Enquête pour soupçon de favoritisme
Boris Ravignon a assuré aux équipes de l’Ademe qu’il resterait en poste le temps de lui trouver un successeur pour permettre la continuité de l’activité de l’agence. Un élément rassurant dans une période de grandes perturbations puisqu’il y a quelques jours les sièges d’Angers et Montrouge de l'agence ont été perquisitionnés dans le cadre d’une enquête pour soupçon de favoritisme sur des marchés publics. Cela fait suite au conflit ouvert en 2021 sur les programmes de lutte contre les émissions de CO2 du transport de marchandises.
Les magistrats enquêtent à la suite d’une plainte de Philippe Mangeard, le dirigeant de TK Blue qui s’oppose à l’Ademe sur les conditions d’attribution des programmes d’Engagements Volontaires pour l’Environnement (EVE), lancés en 2018 et renouvelés en 2021 et l’absence d’appels d’offres pour le marché public de la gestion d’une plate-forme d’échanges de données environnementales entre les transporteurs et l’administration. Le dirigeant de TK Blue estime avoir été lésé de la possibilité d’obtenir ce marché puisqu’il n’y a pas eu d’appel d’offres et a porté plainte au pénal contre le précédent président de l’Ademe pour "atteinte à la liberté d’accès et à l’égalité des candidats dans les marchés publics et les contrats de concession".
Il est dommage que l’Ademe ne fasse pas la Une de l’actualité pour son cœur de métier : la transition écologique de la France.

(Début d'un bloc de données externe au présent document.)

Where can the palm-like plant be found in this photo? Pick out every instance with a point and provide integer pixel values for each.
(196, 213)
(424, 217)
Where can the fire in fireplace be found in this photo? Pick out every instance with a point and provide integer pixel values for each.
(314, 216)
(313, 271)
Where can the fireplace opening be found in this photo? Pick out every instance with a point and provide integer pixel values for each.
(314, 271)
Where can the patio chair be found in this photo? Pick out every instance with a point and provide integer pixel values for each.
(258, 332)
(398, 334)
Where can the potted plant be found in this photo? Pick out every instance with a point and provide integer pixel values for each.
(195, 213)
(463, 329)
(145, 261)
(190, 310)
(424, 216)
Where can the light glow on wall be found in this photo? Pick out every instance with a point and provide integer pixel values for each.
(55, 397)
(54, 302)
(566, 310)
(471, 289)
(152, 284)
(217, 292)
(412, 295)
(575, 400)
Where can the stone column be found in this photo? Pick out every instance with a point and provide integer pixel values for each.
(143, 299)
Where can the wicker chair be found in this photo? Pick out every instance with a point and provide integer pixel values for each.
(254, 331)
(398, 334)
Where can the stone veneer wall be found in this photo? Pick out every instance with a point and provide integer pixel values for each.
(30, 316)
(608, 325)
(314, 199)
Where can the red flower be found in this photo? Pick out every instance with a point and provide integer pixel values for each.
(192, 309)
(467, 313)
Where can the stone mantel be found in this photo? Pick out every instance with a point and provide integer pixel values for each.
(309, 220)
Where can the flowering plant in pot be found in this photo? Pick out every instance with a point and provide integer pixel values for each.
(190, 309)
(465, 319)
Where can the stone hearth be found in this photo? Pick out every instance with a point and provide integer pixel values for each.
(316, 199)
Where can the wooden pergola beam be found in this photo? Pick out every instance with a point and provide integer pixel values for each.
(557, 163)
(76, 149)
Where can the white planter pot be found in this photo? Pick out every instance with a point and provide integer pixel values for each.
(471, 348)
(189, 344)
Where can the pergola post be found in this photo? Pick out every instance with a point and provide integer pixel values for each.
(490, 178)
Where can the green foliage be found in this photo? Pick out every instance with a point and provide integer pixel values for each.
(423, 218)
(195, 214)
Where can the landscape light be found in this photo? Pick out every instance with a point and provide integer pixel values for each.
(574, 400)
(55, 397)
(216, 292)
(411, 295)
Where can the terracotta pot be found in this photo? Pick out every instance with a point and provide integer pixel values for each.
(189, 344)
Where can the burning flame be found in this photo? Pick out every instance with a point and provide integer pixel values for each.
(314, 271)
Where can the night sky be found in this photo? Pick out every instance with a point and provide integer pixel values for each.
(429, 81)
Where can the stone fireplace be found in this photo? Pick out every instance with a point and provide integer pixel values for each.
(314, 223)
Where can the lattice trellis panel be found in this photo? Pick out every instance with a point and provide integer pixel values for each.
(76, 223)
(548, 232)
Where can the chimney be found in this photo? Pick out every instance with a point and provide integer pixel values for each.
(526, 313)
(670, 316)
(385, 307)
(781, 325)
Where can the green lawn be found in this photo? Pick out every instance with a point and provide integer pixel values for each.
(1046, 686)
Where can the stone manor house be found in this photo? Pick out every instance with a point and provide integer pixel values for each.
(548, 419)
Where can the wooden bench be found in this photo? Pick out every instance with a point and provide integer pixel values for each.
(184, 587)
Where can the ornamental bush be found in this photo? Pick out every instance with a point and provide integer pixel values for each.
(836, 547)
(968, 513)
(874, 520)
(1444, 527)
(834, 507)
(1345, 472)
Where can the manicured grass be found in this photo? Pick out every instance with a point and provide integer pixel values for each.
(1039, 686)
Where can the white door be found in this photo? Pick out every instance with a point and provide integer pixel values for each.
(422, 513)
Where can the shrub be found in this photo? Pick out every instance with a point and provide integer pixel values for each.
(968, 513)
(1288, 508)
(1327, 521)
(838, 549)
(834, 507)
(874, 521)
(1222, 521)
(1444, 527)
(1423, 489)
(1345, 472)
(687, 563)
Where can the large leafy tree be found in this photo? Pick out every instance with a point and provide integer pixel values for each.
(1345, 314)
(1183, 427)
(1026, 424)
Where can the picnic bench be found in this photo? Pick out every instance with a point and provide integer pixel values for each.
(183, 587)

Elle publie pourtant de nombreuses études comme celle expliquant que les Français seraient prêts à changer de mode de vie ou celle très importante sur les différents scénarios qui s’imposent à la France si le pays s’engage sérieusement sur la voie de la neutralité carbone. Il serait souhaitable que le (la) prochain(e) président(e) puisse porter haut et fort ces dimensions à travers son engagement environnemental.